Güncelleme Tarihi:
Ergene'nin Velimeşe Mahallesi'nde, 4 Eylül 2021 sabahı Kapıkule-Halkalı seferini yapan yük treni, hemzemin geçitte kapalı bariyerlerin arasından geçmeye çalışan Bilal Küllü'nün kullandığı 59 ADJ 755 plakalı fabrika işçilerini taşıyan minibüse çarptı. Kazada Suzan Aksoy, eşi Halil Aksoy, Nebibe Korkmaz, Cangül Akın, Hülya Dinçkol, Yaşar Yüce, Nusret Açıkgöz yaşamını yitirdi, 5 kişi de yaralandı. Minibüsün sürücüsü Küllü'nün tutuklanmasının ardından kazayla ilgili İstanbul Teknik Üniversitesi İnşaat Fakültesi Ulaştırma Birimi'nden Prof. Dr. Zübeyde Öztürk, Öğretim Görevlisi Dr. Adem Faik İyinam ve Öğretim Görevlisi Dr. Nurbanu Çalışkan Özüer'den oluşan bilirkişi heyetinin hazırladığı raporda şoför Küllü 'asli', TCDD ve Karayolları Genel Müdürlüğü yerel idaresi ise 'tali' kusurlu bulundu.
Bilal Küllü'nün yargılanmasına Çorlu 2'nci Ağır Ceza Mahkemesi'nde başlandı. Duruşmaya, kazada hayatını kaybedenlerin yakınları, yaralananlar ile avukatları katılırken, Küllü, duruşmaya tutuklu bulunduğu cezaevinden Ses ve Görüntü Bilişim Sistemi (SEGBİS) ile bağlanarak savunmasını yaptı. Yaşanan olaydan büyük üzüntü duyduğunu söyleyen Küllü, "Kazadan önce 5 aydır Velimeşe Mahallesi'ne işçi götürmüyor ve almıyordum. Kazanın olduğu gün 2 işçi için oraya girecektim. En son buraya girdiğimde, Çerkezköy istikametine yanan yeşil ışık ile Velimeşe Mahallesi'ne dönmek için yanan yeşil ışık aynı anda yanıyordu. Yine öyle diye düşündüm, önümdeki araçtan dolayı tam olarak göremedim. Hemzemin geçide doğru döndüm, rayların üzerine geldiğimde treni fark ettim. Ondan sonrasını hatırlamıyorum" diye konuştu.
Duruşma, 24 Kasım 2022'ye ertelendi.
"Bugün burada tam bundan da yaklaşık bir sene önce bir elim trafik kazasında, kaza değil cinayetle hayatını kaybedenlerin ilk duruşmasının ilk yargılamasını yaptık.

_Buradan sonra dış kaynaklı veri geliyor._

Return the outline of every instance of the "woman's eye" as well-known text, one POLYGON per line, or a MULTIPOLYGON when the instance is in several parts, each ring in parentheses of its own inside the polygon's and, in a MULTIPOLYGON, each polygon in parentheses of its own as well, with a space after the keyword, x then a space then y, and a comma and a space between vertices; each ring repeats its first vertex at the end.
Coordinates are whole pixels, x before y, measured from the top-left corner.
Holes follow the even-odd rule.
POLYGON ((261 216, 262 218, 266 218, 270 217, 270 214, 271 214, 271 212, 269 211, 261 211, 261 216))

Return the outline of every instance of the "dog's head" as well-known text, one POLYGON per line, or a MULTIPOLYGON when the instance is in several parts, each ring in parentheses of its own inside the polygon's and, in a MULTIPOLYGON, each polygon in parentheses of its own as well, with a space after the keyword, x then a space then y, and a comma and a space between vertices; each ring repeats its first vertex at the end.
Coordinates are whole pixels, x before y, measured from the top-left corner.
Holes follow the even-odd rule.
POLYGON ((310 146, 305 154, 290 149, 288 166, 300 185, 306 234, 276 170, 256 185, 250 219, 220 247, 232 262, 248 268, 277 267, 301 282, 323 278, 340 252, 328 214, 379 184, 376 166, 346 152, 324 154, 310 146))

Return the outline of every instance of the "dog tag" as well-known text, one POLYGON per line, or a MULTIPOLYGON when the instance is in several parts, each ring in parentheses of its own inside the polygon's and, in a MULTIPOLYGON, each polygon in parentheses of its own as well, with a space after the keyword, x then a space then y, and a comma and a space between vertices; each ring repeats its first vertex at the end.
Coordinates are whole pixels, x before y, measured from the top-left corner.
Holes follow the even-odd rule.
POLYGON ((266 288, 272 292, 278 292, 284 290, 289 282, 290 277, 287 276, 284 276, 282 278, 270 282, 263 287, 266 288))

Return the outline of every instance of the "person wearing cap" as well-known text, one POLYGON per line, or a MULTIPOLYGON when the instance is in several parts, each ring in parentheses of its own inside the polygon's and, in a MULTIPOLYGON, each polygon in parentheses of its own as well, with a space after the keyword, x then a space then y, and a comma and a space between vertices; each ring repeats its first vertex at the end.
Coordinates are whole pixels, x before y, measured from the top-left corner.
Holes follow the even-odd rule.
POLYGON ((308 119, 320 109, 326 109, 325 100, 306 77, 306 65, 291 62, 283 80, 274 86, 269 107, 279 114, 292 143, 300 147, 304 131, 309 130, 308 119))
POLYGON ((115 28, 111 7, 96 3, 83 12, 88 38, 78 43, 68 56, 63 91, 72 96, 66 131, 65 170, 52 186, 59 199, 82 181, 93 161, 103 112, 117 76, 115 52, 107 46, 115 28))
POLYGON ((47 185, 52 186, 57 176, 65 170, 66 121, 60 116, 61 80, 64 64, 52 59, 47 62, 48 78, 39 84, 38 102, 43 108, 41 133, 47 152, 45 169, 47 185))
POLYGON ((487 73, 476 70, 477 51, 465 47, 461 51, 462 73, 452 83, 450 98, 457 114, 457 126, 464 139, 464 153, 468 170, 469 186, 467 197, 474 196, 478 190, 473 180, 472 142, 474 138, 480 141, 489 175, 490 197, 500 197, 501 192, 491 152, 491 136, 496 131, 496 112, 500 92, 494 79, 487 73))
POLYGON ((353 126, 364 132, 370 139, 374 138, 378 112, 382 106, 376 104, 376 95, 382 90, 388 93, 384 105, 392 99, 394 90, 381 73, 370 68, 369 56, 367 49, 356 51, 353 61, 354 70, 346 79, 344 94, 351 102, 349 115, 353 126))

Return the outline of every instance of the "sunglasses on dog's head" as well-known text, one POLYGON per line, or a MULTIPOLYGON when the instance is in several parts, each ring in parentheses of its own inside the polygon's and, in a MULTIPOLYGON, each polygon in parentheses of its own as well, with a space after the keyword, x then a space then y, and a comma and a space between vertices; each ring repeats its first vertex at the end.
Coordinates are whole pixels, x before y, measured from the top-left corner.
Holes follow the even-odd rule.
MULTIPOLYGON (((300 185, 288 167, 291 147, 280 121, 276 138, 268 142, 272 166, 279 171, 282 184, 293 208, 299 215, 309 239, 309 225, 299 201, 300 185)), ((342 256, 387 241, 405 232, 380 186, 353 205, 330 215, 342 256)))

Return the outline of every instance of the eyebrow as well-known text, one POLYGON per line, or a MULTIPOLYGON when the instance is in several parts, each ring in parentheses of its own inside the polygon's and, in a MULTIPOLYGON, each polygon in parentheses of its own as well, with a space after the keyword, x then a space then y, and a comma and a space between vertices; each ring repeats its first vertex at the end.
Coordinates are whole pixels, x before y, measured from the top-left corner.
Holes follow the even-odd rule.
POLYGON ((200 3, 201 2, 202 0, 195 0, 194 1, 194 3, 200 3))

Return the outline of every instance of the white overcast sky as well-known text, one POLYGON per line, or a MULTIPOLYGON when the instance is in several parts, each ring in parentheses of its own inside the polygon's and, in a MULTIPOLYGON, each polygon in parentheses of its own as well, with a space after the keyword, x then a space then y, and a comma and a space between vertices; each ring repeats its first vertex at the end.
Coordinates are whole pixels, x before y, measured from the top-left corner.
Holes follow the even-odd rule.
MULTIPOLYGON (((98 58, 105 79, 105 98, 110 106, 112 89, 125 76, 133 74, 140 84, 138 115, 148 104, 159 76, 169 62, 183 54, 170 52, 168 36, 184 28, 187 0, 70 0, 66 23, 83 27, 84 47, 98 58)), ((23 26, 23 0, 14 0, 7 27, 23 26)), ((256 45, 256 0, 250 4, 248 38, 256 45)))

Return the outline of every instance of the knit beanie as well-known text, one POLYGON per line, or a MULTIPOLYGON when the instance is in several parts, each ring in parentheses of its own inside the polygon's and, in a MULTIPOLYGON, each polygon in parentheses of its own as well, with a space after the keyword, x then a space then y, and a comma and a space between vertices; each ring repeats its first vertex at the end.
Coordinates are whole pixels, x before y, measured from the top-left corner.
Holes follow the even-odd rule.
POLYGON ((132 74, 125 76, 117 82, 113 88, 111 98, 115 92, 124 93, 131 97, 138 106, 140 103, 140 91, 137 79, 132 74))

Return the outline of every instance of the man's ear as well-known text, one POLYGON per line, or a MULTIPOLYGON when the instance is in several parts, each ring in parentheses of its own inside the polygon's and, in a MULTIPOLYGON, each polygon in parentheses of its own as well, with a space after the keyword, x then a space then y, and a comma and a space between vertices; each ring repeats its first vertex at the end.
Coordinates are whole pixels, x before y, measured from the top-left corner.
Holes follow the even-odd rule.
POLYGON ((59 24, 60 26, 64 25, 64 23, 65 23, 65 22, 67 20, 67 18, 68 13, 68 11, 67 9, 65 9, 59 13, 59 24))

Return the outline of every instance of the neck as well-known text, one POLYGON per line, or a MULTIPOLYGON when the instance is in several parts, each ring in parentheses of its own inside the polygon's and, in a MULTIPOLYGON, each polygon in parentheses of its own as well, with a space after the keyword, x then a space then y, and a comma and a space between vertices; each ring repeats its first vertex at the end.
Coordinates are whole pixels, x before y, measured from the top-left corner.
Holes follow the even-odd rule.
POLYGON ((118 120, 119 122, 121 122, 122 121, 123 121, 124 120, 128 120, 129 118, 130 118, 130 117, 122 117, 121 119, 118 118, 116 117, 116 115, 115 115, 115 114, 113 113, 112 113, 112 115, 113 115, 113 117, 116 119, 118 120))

Dosyada kazada olası kastla hatta kastla yargılanan şoförün ilk mahkemesine çıktık. Şoför savunmasında tabii olayı sanki bir trafik kazasıymış gibi göstermeye çalışsa da heyete anlatmaya çalıştığımız derdimiz bu bir kaza değildir, cinayettir, bir katliamdır. Nitekim savcılık makamı da zaten öyle düşündü ki yargılamayı olası kastan açtı, şoför şu an yani cinayetten yargılanıyor. Bunun yanında bu şoförün dışında burada ihmali olan, sorumlu bulunan, kusuru bulunan kim varsa onunla ilgili de sürecin takibindeyiz. Buna dair bir soruşturma dosyası var ve dosya tefrik edildi. Savcılık aşamasında gerek TCDD'nin ilgilileri, oradaki bariyer sistemini mevzuata uygun hale getirmeyenler, gerek kara yolları, gerek büyükşehir belediyesinin ilgilileri, gerekse şirketin çalışanları şoförü çalıştıran kurum şirketin çalışanların, işverenlerin tüm ikazlara uyarılara rağmen 'Bu şoför bizi ölüme götürecek. Bak sürekli ışık hatası yapıyor, hemzeminde geçiyor, öldürecek bizi' denmesine rağmen bunlara kulak tıkayan, bunları göz ardı eden kim varsa bunların yargılanması için elimizden gelen mücadeleyi yapacağız."